Washington. Es ist die Stunde der Wahrheit. Kein Versprechen des Wahlkämpfers Barack Obama war wichtiger und symbolhaltiger als das Versprechen auf einen raschen Irak-Rückzug es war der Inbegriff für den Neuanfang, für den Bruch mit der Politik von Präsident George W. Bush. Ein rascher Abzug der US-Soldaten aus dem Irak für Millionen Amerikaner bedeutet dies schlichtweg Aufatmen nach einem Alptraum.

Doch nun sollen 35.000 bis 50.000 Soldaten erst einmal weiterhin im Irak bleiben. Selbst treue Demokraten reiben sich die Augen über die Pläne ihres Präsidenten. So haben sie sich das nicht vorgestellt. Begeht Präsident Obama seinen ersten großen Fehler?

Immerhin: Die Unruhe im eigenen Lager ist so ernst, dass Obama noch am Vorabend der offiziellen Bekanntmachung seiner Pläne führende Abgeordnete und Senatoren kurzfristig ins Weiße Haus geladen hat. "Obama sah sich scharfer Kritik gegenüber...", berichtete die "Washington Post" über das Treffen. "Die meisten Abgeordneten verließen das Weiße Haus sofort nach dem Treffen", schreibt das Blatt. Eine zarte Andeutung, dass die Stimmung nicht gerade erhebend gewesen sei.

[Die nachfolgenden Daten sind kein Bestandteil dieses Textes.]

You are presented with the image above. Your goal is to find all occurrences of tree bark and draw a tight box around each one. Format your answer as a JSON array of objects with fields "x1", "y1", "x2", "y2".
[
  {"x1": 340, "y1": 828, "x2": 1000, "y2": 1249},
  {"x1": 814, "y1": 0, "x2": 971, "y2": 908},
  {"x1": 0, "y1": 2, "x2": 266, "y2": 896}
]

Auch öffentlich machten führende Demokraten aus ihrem Ärger keinen Hehl. Zwar will Obama alle "Kampftruppen" bis August 2010 abziehen. Auch die verbleibenden 35.000 bis 50.000 Mann sollen laut TV Sender CNN zumindest zum großen Teil bis 2011 zurück in die Heimat kommen. Aber für viele Demokraten fühlt sich das beinahe wie eine "Mogelpackung" an offiziell ist von Rückzug die Rede, aber rund ein Drittel der Soldaten bleiben im Land? "Ich bin glücklich, wenn ich dem Verteidigungsminister und dem Präsidenten zuhöre", meint Harry Reid, Fraktionschef der Demokraten im Senat, höflich. "Doch wenn Sie von 50.000 (verbleibenden Soldaten) reden, das ist eine etwas höhere Zahl, als ich erwartet hatte."

Ähnlich vorsichtig im Ton, aber klar in der Sache äußert sich der demokratische Senator Parry Murray. "Ich glaube, wir sollten sehr genau auf die vorliegenden Zahlen achten, und ich meine, wir sollten dies so rasch wie möglich tun." Das klingt fast wie eine Warnung. Muss sich Obama ausgerechnet in Sachen Irak, dem Leib-und-Magen-Thema der Demokraten, auf Widerstand im Parlament gefasst machen?

Es heißt, die Entscheidung, eine beträchtliche Truppe auch nach dem "Irak-Abzug" im Land zu lassen, habe Obama nach eingehender Konsultation mit Truppenkommandeuren und anderen hohen Militärs gefällt, heißt es in US-Medienberichten. Bereits im Wahlkampf hatte sich zum Ärger von Parteifreunden eine "Wende" Obamas angedeutet. Zunächst hatte er stets ohne Wenn und Aber einen Rückzug innerhalb von 16 Monaten nach Amtsantritt versprochen.

Dann war Obama allerdings vorsichtiger geworden, sprach immer häufiger von einem "verantwortungsvollen" Rückzug, nannte nicht länger einen genauen Zeitraum. Kaum gewählt, entschied sich Obama dann für einen höchst ungewöhnlichen Schritt: Er entschloss sich, Verteidigungsminister Robert Gates, den Mann, der bereits unter Präsident Bush diente, im Amt zu behalten.

Gates befürwortet eindringlich den Verbleib einer beachtlichen Irak-Truppe. Zwar sagt er, die verbleibenden Soldaten hätten eine gänzlich andere Funktion als die derzeitigen Kampftruppen. Es gehe um Ausbildung irakischer Soldaten, um den Schutz verbleibender Amerikaner. "Es wird eine ganz andere Mission sein, als wir sie jetzt haben", meint Gates.

Doch der Minister spricht auch von "Counterterrorism Missions", also Spezialeinsätzen gegen Terroristen. Doch dass fast 50.000 Soldaten einzig und allein zur Ausbildung und Sicherung in Irak bleiben sollen, ist für viele Demokraten kaum verständlich.